15:00: 21 average number of points per post
13:00: 17 average number of points per post
12:00: 13 average number of points per post
10:00: 13 average number of points per post
17:00: 12 average number of points per post


Top 5 worst hours for Ask HN points


06:00: 8 average number of points per post
23:00: 7 average number of points per post
09:00: 7 average number of points per post


## Conclusion

Our inital goals were to answer our two questions of which subjects, between Ask HN and Show HN, receieve more comments on average, and what time of day has the greatest influence on number of comments.
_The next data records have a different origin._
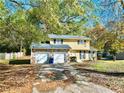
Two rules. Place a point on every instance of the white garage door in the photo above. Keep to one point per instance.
(59, 58)
(41, 57)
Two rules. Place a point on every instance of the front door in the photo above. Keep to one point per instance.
(59, 58)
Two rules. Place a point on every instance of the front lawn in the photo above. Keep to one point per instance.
(4, 61)
(108, 66)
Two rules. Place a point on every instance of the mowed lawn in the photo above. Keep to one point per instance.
(108, 66)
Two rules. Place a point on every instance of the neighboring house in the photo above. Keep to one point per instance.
(62, 48)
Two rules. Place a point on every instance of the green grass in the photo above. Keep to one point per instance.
(108, 66)
(4, 61)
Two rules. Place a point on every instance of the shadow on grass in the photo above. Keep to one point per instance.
(22, 61)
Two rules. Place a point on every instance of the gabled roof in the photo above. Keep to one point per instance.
(93, 49)
(54, 36)
(49, 46)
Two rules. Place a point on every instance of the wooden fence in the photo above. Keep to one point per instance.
(8, 56)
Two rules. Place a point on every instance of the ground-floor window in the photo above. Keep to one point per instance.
(82, 54)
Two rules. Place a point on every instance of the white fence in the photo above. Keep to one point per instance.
(14, 55)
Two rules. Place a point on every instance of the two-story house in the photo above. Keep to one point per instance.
(63, 48)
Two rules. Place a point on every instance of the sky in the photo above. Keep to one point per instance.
(105, 14)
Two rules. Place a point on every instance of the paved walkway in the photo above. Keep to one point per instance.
(63, 78)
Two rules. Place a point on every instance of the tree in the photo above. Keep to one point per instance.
(59, 16)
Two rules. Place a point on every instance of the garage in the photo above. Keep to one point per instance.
(59, 58)
(41, 57)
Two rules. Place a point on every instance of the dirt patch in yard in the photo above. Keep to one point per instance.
(16, 78)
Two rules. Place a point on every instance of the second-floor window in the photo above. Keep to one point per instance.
(58, 41)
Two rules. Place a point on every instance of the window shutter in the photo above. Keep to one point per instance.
(54, 41)
(61, 41)
(78, 42)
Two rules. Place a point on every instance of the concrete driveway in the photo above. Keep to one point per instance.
(63, 78)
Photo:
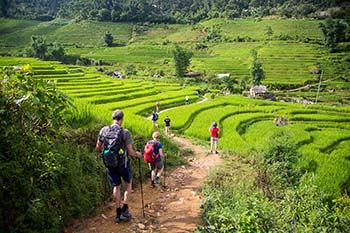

While our side goals were to answer these same questions, but relating to points.

In conclusion, we have successfully answered all of our questions. Ask HM posts receive the most comments from the community, with almost double the number of comments compared to Show HM posts, and tend to have a greater chance of becoming viral. Show HM posts, however, receieve more points compared to Ask HM, though the averages are similar. To receive the most number of comments and points on an Ask HM post, one should post at 3 PM EST, when the user-base is most active.